IMMIGRAZIONE Scandalo per le lunghe file alle poste (dimenticando magari quelle, ancor più lunghe, degli anni di governo del centrosinistra, davanti alle questure per i permessi di soggiorno), e si suggeriscono intese coi paesi mediterranei. Peccato che l’attuale governo le intese le abbia fatte, firmate. Ma che non siano tenute di conto dalle controparti. E i centri di prima accoglienza? Molti a sinistra ne reclamano la chiusura, ma Prodi non ne ha fatto cenno. Forse perchè sa bene che il terreno è minato, come per Tav, Irak, bioetica, interventi di politica industriale, scuola privata, Pacs e tant’altro ancora...
CONTI PUBBLICI Strano Prodi abbia ignorato la loro promozione, proprio poche ore prima, da parte della Ue, visto l’impegno al «rientro» assunto con l’ultima finanziaria. Come buffo è parso che non fosse a conoscenza della bocciatura dell’Irap da parte di Bruxelles, avvenuta qualche ora prima. Impossibile che sia giunto al faccia a faccia senza aver consultato le ultime notizie. Semplicemente ha svicolato sul tema, riuscendogli più facile dipingere un quadro a fosche tinte. Forse proprio perchè sa bene che al di là delle ricette spacciate come un rosolio, se dovesse salire a palazzo Chigi gli toccherà somministrare pillole al fiele a tutti i cittadini.
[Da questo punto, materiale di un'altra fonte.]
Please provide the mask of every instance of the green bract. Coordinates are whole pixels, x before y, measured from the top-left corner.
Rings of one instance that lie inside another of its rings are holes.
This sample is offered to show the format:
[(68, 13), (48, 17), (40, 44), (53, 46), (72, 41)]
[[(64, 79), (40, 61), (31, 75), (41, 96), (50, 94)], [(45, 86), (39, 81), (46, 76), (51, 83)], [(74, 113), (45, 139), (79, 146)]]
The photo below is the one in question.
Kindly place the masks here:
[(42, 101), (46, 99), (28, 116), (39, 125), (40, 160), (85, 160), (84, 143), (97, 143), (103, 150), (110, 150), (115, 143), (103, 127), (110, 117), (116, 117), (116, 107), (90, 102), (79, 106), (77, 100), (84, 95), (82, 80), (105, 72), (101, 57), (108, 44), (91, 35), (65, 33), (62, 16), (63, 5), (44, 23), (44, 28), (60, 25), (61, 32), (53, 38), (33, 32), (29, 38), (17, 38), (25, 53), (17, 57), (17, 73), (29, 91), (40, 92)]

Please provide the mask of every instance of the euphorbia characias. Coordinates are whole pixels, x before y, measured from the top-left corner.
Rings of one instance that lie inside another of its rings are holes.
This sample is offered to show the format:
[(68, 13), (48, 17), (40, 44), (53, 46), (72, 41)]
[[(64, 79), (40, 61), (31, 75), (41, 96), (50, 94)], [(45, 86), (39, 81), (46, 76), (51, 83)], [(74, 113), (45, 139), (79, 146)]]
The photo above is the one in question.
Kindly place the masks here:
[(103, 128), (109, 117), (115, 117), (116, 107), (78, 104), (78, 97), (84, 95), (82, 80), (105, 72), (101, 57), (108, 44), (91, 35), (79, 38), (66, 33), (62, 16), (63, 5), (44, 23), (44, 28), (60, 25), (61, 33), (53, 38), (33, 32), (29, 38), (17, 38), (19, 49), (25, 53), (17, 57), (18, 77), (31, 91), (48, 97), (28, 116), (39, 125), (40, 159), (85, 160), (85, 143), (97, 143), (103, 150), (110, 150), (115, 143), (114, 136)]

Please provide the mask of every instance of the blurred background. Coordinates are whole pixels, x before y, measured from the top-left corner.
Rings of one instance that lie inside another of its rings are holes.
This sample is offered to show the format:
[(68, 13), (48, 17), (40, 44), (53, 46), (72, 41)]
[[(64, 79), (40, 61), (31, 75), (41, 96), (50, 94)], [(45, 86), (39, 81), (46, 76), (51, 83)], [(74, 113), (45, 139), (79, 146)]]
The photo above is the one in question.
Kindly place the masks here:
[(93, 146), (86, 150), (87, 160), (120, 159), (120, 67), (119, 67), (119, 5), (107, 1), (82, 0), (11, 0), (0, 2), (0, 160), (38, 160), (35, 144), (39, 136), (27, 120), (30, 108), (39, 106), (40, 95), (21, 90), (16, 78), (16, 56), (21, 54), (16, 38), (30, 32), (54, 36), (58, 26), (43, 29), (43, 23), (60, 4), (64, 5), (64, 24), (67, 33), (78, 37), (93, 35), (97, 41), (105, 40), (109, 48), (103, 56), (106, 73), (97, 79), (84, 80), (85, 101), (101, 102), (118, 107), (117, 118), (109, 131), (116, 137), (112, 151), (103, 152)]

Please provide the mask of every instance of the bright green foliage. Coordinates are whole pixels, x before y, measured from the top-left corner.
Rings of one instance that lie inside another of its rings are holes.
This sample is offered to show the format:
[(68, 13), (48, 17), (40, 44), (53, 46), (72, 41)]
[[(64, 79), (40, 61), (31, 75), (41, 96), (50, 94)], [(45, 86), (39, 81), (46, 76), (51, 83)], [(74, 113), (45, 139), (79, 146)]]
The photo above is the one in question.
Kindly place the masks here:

Nessuno escluso: neanche i «più bassi», come si è lasciato scappare.
DIALOGO È la parolina magica con cui il Professore pensa di risolvere i problemi. Parlare, parlare, parlare. Peccato non abbia negato i 45 nuovi organismi (con relativi burocrazia e stipendi) che Berlusconi dice di aver intravisto nel programma ulivista. E peccato non gli si sia ricordato che parlare può servire, a patto che non si finisca alle calende greche. Che fanno perdere i contributi Ue (come accaduto spesso in passato) o rinviare ad un imprecisato futuro. Tra Dini, Prodi, D’Alema e Amato molto si è parlato di riforma delle pensioni, reclamata dalle Ue. Zero via zero. Berlusconi, arrivato a palazzo Chigi l’ha fatta. E non risulta che siano seguiti crolli o tsunami.